Con Ihsahn a passeggio nella selva oscura

A quanto pare il nuovo album di Ihsahn, intitolato semplicemente col suo nome, riparte dal black metal, dalle sinfonie e la voglia di sperimentare. Questo è un bene o un male? Non saprei. Per quanto mi riguarda quello che conta davvero è se l’album sia buono o no. Non sono un fan degli Emperor, non ho nostalgia per il passato di questo musicista e non seguo con maniacale e febbrile attenzione le sue scorribande compositive. Ho ascoltato abbastanza da considerarlo uno dei pochi artisti con una genuina inquietudine e voglia di esplorare, alla faccia delle malinconiche reunion e delle un po’ vigliacche retromarce stilistiche in nome dei vecchi tempi. Ihsahn va per i fatti suoi e ammetto che questo lavoro è fico. Certo, l’ho trovato complessivamente un po’ troppo ridondante, serioso e “sulle sue” ma il tizio è così e va compreso. Ihsahn è un compositore molto fiducioso in se stesso ma anche in perenne crescita. Il suo omonimo e un po’ testamentario album è genuino, coraggioso e sovente, nonostante il richiamo al passato estremo, volto al futuro, all’ignoto.

La cosa che mi ha sorpreso davvero non è la parte rock e metal. I suoni sono più o meno sono i consueti e le dinamiche pure. Blast-beat, riffazzi cattivi, urla, melodie piano-forte un po’ alla Opeth e via barbando. Ciò che ho trovato intrigante è la scelta dei pattern sinfonici. Sembra a tratti di vedere una trasposizione dark di Bambi, con questo misto di rovi e corna, nuvole e sole filmico e jezzato, fantasioso e solenne: una roba tra Brahms, Danny Elfman, Elmer Bernstein e Bernard Herrmann. Tutto questo bell’ordito orchestrante si lascia masticare e ingoiare, come un docile cerbiattino, dalle voraci chitarre e le fameliche urla di una belva lupina emersa cacchia cacchia delle tenebre boschive per fare merenda.

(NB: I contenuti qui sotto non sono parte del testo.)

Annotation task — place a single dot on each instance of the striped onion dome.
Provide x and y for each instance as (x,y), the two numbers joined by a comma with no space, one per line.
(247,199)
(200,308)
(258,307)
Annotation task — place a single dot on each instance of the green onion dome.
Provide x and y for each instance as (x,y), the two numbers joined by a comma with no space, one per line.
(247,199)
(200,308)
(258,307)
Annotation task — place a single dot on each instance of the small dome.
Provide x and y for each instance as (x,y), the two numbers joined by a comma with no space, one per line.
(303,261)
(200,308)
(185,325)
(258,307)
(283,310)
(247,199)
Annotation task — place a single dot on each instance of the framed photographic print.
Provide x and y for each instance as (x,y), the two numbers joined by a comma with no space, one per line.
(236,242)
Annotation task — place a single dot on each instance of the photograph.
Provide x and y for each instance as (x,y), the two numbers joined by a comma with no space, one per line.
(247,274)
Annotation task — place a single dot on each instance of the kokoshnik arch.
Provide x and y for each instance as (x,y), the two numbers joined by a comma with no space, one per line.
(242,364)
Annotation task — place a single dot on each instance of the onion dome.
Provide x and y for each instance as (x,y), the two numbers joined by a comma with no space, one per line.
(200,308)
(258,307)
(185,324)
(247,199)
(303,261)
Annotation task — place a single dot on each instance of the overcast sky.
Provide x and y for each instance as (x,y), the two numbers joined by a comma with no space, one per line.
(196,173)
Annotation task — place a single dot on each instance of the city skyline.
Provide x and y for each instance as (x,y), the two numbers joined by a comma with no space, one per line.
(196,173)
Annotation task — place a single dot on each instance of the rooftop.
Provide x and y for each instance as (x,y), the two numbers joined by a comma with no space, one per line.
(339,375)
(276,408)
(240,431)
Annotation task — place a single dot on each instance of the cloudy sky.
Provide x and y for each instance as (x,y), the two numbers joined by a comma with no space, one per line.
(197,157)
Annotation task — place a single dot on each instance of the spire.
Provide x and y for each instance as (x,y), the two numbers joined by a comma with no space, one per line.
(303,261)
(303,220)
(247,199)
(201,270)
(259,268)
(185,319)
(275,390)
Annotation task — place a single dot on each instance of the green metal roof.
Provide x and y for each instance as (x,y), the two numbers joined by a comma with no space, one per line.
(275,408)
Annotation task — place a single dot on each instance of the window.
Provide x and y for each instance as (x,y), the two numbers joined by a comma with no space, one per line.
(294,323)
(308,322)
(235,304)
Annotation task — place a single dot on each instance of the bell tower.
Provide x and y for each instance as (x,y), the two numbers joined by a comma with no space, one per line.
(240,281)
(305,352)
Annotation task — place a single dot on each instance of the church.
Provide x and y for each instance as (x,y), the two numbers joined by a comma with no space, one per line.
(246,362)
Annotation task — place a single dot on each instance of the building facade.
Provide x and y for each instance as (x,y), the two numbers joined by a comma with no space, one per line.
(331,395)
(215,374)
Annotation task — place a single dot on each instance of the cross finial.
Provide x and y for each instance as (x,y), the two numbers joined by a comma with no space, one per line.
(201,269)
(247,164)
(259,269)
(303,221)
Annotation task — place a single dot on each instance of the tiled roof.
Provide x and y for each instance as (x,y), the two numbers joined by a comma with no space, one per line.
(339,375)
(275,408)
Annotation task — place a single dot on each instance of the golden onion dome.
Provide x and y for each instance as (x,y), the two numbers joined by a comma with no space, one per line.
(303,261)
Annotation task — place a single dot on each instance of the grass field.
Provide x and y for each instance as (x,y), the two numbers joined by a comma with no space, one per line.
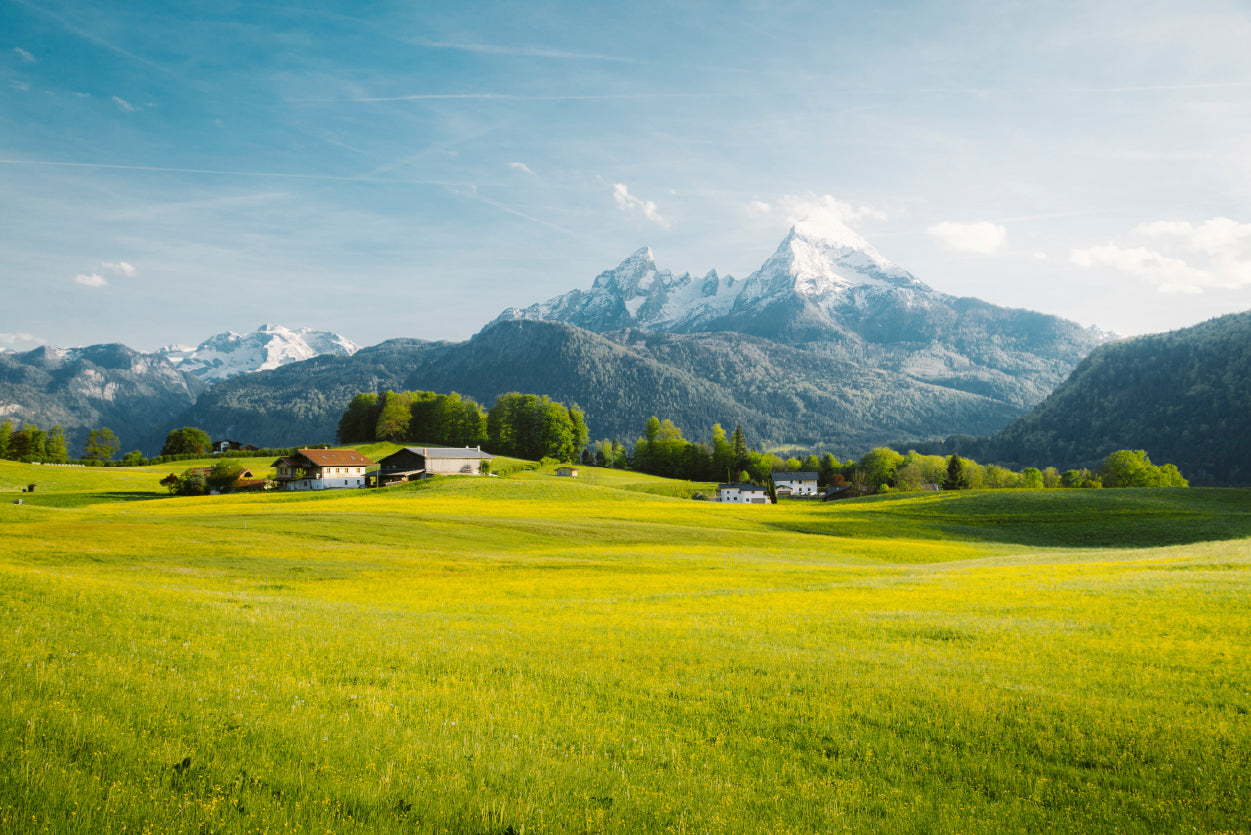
(533,654)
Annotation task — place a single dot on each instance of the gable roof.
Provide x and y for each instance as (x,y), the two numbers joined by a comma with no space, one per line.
(334,457)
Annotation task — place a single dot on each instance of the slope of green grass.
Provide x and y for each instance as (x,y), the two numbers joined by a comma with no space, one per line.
(536,654)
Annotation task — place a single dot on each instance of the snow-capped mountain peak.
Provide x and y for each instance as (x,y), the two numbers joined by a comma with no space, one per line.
(821,263)
(270,346)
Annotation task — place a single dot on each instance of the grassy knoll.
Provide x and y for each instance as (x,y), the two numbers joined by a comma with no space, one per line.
(536,654)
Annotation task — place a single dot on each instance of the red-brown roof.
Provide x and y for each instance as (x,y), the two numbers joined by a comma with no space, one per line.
(335,457)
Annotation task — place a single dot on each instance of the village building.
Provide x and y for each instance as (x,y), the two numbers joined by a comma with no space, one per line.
(742,493)
(796,483)
(412,463)
(218,447)
(322,470)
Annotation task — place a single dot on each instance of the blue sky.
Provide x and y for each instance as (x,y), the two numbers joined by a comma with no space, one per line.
(409,169)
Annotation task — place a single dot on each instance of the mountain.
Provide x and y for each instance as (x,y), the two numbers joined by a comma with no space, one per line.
(270,346)
(776,392)
(133,392)
(828,292)
(1184,396)
(86,388)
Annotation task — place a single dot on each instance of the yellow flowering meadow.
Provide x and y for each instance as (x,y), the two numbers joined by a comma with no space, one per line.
(533,654)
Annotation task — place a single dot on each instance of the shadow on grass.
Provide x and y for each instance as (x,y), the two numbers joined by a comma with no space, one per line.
(1065,518)
(81,500)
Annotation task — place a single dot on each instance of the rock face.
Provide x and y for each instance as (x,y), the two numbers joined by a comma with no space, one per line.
(86,388)
(270,346)
(830,292)
(133,392)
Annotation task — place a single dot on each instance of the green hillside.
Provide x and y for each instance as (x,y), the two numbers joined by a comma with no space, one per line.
(534,654)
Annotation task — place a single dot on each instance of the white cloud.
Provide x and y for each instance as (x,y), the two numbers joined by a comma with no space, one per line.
(120,268)
(631,204)
(1181,257)
(983,238)
(20,338)
(1164,228)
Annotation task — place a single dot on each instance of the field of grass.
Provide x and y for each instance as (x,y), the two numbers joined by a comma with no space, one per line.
(533,654)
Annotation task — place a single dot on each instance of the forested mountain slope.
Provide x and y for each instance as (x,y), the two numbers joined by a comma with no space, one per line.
(1184,396)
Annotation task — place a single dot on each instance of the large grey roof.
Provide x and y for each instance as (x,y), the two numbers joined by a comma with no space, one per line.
(449,452)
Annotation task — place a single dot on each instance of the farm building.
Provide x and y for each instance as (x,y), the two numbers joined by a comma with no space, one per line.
(418,462)
(796,483)
(232,446)
(742,493)
(322,470)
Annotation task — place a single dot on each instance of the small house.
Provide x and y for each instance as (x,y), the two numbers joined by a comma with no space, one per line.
(796,483)
(322,470)
(412,463)
(230,446)
(742,493)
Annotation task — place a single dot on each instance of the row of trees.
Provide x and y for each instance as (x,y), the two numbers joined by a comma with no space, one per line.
(526,426)
(883,470)
(33,445)
(662,451)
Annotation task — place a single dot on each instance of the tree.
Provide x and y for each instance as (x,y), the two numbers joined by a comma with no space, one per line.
(359,418)
(1031,478)
(100,445)
(54,448)
(28,443)
(394,418)
(739,445)
(188,441)
(224,475)
(878,466)
(957,477)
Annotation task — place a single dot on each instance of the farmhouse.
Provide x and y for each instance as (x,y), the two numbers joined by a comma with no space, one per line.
(796,483)
(230,446)
(418,462)
(742,493)
(322,470)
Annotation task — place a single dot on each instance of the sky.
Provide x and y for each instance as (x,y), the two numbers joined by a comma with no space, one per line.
(409,169)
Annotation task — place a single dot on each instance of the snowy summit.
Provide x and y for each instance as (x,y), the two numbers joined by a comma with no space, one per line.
(270,346)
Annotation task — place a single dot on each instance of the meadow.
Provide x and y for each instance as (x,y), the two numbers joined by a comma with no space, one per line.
(532,654)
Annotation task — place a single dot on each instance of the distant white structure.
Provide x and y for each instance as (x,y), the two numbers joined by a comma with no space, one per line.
(796,483)
(419,462)
(322,470)
(742,493)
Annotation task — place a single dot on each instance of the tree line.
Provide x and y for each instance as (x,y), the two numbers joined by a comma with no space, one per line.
(524,426)
(662,451)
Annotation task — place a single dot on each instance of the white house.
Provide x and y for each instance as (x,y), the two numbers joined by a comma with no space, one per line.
(796,483)
(742,493)
(322,470)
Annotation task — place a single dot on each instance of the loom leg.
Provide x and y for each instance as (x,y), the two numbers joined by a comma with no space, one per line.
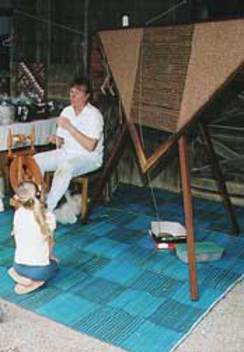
(219,177)
(187,199)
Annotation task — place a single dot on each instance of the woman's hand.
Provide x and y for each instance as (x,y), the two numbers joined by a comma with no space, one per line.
(56,140)
(64,123)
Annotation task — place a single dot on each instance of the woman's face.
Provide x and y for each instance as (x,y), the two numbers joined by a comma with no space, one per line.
(78,95)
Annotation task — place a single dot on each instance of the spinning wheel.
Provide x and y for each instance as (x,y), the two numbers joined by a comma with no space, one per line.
(22,164)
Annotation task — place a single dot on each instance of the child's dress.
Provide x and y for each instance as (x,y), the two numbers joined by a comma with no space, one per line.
(32,254)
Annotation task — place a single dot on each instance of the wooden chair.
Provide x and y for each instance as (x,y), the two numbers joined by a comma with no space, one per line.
(83,183)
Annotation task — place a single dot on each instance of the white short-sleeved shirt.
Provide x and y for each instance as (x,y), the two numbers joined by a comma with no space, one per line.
(31,246)
(89,122)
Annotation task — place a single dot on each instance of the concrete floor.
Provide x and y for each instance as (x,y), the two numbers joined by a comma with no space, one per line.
(222,330)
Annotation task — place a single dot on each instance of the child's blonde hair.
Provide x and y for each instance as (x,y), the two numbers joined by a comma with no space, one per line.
(27,196)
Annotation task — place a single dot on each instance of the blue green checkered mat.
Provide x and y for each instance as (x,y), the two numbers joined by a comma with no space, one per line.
(114,285)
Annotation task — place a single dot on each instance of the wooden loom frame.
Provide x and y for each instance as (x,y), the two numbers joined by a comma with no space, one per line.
(147,163)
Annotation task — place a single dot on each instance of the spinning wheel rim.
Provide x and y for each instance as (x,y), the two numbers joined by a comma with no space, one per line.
(27,164)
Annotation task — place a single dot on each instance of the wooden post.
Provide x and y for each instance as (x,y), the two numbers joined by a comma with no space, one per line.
(219,177)
(84,199)
(187,198)
(119,141)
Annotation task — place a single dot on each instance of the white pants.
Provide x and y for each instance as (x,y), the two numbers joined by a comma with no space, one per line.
(65,166)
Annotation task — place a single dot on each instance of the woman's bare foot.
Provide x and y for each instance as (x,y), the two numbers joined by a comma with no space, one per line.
(25,281)
(21,289)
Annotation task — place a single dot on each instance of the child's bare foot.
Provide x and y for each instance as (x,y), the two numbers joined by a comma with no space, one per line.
(25,281)
(21,289)
(52,257)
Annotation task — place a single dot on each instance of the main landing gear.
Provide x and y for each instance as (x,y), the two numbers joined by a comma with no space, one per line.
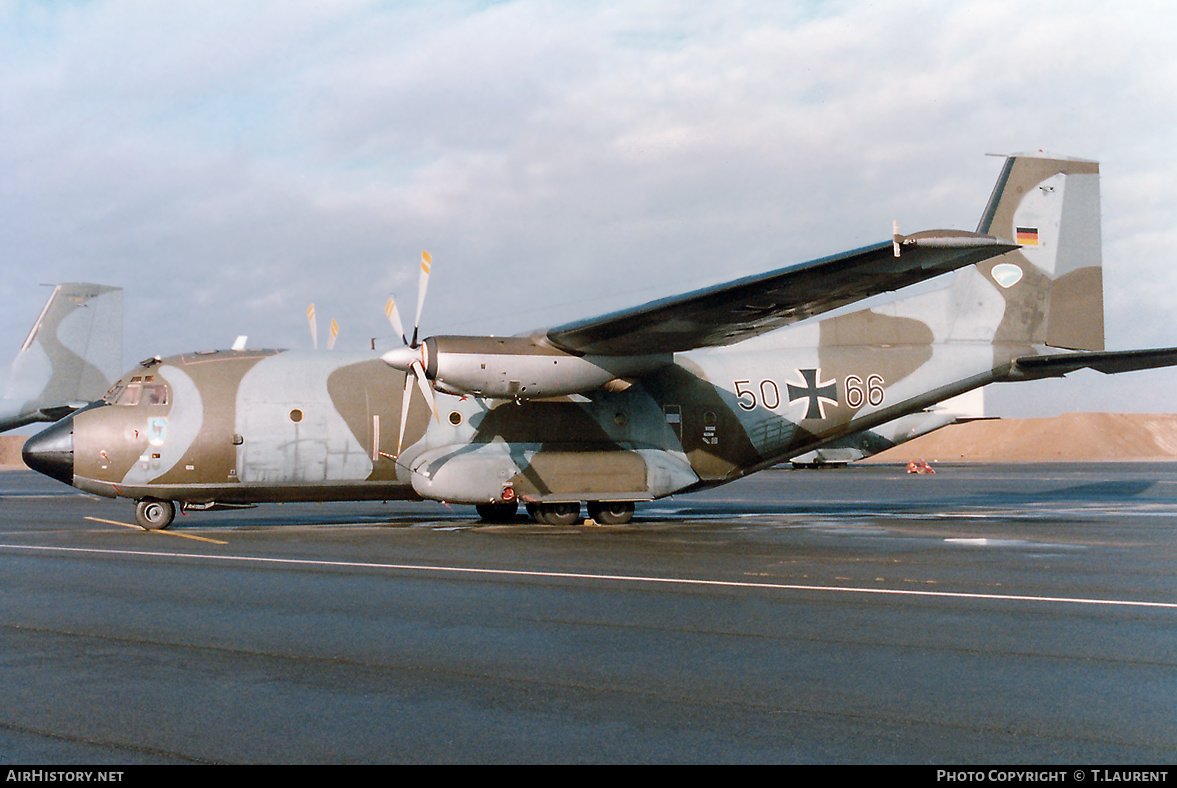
(563,512)
(154,515)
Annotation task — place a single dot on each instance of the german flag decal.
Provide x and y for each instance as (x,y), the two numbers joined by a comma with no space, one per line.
(1028,236)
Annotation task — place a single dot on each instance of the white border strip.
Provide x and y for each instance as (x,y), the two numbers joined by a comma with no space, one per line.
(625,578)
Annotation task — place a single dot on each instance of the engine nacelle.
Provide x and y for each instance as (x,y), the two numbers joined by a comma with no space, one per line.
(514,368)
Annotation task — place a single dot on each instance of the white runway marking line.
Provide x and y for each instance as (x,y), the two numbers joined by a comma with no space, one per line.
(626,578)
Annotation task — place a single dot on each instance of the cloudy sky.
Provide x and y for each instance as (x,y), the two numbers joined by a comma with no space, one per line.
(228,164)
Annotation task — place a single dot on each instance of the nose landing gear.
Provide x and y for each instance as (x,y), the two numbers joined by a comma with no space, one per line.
(154,515)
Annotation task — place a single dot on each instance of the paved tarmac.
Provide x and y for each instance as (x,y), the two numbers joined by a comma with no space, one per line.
(979,615)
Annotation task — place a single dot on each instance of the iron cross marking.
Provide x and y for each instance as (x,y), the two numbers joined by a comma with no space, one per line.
(817,394)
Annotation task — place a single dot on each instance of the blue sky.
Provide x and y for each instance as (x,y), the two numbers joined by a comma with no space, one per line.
(227,164)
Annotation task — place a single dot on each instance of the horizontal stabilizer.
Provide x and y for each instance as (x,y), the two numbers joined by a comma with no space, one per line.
(1108,362)
(747,308)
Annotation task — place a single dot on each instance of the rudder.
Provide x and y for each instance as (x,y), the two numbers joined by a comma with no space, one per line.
(1054,283)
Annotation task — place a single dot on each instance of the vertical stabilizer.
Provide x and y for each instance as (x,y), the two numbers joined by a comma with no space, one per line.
(1054,283)
(72,355)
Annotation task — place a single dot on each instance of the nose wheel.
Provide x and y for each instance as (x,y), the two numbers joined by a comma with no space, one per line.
(154,515)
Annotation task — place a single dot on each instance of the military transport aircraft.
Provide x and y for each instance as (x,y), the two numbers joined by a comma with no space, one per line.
(664,398)
(70,358)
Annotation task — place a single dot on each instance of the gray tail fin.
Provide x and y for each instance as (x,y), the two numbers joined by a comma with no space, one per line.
(1052,285)
(73,352)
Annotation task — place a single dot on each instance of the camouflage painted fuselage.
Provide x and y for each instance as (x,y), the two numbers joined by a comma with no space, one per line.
(250,426)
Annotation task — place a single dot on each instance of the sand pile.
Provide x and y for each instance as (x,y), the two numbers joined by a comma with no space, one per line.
(1071,437)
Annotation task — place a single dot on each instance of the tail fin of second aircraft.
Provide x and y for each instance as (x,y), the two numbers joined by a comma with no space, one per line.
(71,356)
(1052,285)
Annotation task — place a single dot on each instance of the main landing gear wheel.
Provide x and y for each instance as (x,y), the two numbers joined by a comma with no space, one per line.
(611,512)
(154,515)
(564,512)
(497,512)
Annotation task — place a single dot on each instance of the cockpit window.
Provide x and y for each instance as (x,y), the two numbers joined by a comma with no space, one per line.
(139,391)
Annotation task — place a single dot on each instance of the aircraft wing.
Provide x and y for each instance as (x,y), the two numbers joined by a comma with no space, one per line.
(1109,362)
(745,308)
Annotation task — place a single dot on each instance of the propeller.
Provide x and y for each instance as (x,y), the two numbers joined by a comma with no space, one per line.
(410,358)
(314,330)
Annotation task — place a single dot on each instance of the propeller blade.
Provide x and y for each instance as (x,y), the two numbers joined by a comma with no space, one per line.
(390,309)
(404,411)
(421,285)
(426,389)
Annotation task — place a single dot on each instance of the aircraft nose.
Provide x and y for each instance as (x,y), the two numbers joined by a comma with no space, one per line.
(51,451)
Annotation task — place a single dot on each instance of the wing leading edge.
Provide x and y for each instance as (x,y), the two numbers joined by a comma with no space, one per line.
(1109,362)
(731,312)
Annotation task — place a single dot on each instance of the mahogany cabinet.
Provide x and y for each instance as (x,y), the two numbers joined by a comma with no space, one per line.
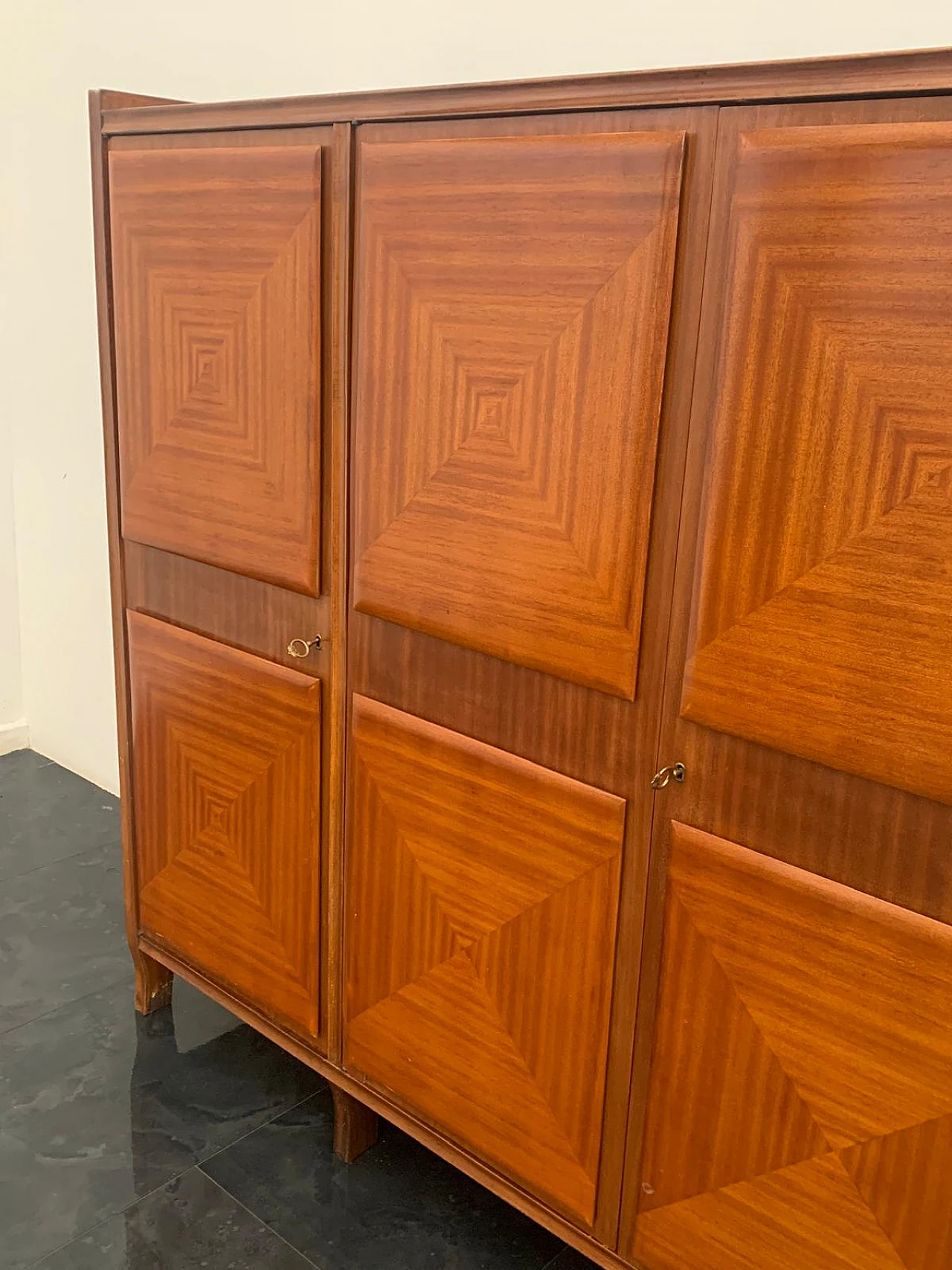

Ciò che immagino ascoltando Ihsahn, forse istigato dalla copertina, è un viaggio scandito dal battere selvaggio di un cuore creato per fuggire e che bussa furiosamente da dentro il peloso pettame di un giovane cervo, la cui breve esistenza si consuma nelle profondità della natura, così accoglienti e materne, ma anche tanto pericolose e assassine. Non tutto quello che ho sentito mi ha stregato di Ihsahn, non tutto mi ha avvinto e conquistato. Penso che potrebbe anche smetterla di comporre roba e darci il tempo di raccapezzarci, che so, per una decina d’anni su tutto quello che ha elargito con grande generosità creativa da  dal 2006 a oggi. Otto lavori densissimi che sul nastro trasportatore dei recensori beccano voti altissimi all’unanimità per rispetto e venerazione, più che altro.

Però devo ammettere che sa scrivere musica come pochi in giro e che la fusione tra archi, fiati e metal di questo suo ultimo lavoro mi risulta fresca e complessivamente molto fluida. Non sa dove stia andando ma ci va di tranquillo, seguendo una corrente speciale.  In particolare suggerisco di ascoltare la lunga e avvolgente At the Heart of All Things Broken. Non ho sentito nulla di così potente e raffinato in tutto il 2024, per il poco che vale.